When leaving a place it is natural to think about the good things which you experienced there. What were the best things about Berlin for me? The best thing of all is that Berlin was where I met my wife Eva. Eichwalde, where she lived at that time and where we both live now, has a very special feeling for me which will never go away. (Just for the record, we do not really live in Eichwalde but that is where the nearest train station is, with the result that the platform of the station there has something of the gates of Paradise for me.) Of course I cannot fail to mention the Max Planck Institute for Gravitational Physics which has provided me with a scientific home during all that time. I am grateful to the successive leaders of the mathematical group there, Jürgen Ehlers and Gerhard Huisken, for the working and social environment which they created and maintained. Another important thing about Berlin I will miss is the contact with its excellent research in biology and medicine. I have spent many valuable hours attending the Berlin Life Science Colloquium and I feel very attached to the Paul Ehrlich lecture hall where it usually takes place. The wooden seats are hard but the interest of the lectures was generally more than enough to make me forget that. I will also miss the stimulating atmosphere of the group of Bernold Fiedler at the Free University, which has been a source of a lot of intellectual input and a lot of pleasure.

This is perhaps the moment to say why I am leaving Berlin. Ever since I was a student I have felt a strong allegiance to mathematics. As a child I was concerned with metaphysical questions and later I got interested in physics as the most fundamental part of science. During my undergraduate study I realised that mathematics, and not physics, was the right intellectual environment for me. A key experience for me was that through my study plan I ended up doing two courses on Fourier series, a subject which was new to me, at the same time. One was in physics and one in mathematics. The contrast was like night and day. This may have had something to do with the abilities of the individual lecturers concerned but it was mainly due to essential differences between mathematics and physics. By the end of my studies I had specialized in mathematics and my commitment to that subject has remained constant ever since.

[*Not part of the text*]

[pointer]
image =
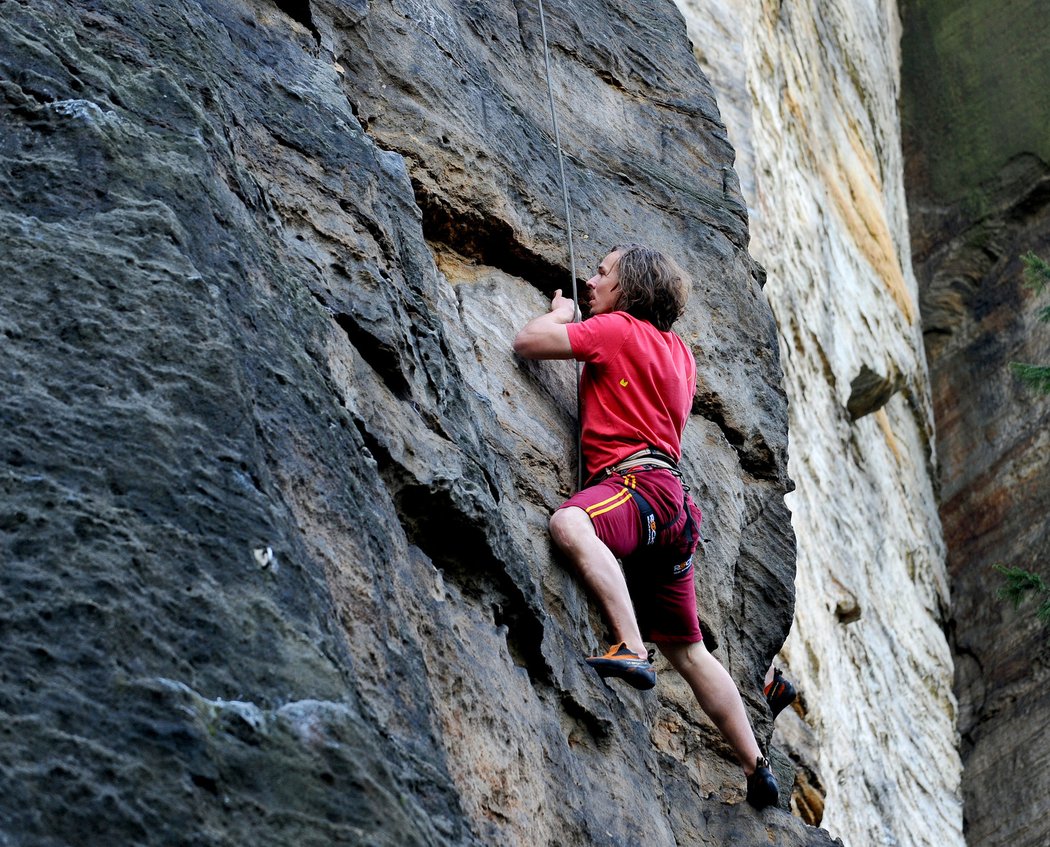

For a long time my strongest connection to mathematics concerned intrinsic aspects of the subject. The significance of applications for me was as a good source of mathematical problems. This has changed over the years and I have become increasingly fascinated by the interplay between mathematics and its applications. At the same time the focus of my interest has moved from mathematics related to fundamental physics to mathematics related to biology and medicine. This change has led to a discrepancy between the research I want to do and the research area of the institute where I work. A Max Planck Institute is by its very nature focussed on a certain restricted spectrum of subjects and this is not compatible with a major change of research direction of somebody working there. This is the reason that I started applying for jobs which fitted the directions of work where my new interests lie. The move to Mainz is the successful endpoint of this process. Moving from a Max Planck Institute to a university will naturally involve spending more time on teaching and less time on research. This does not dismay me. The most important thing is that I will be doing something I believe in. Teaching elementary mathematics and analysis, apart from establishing the basis needed for doing research, is something whose intrinsic value I am convinced of.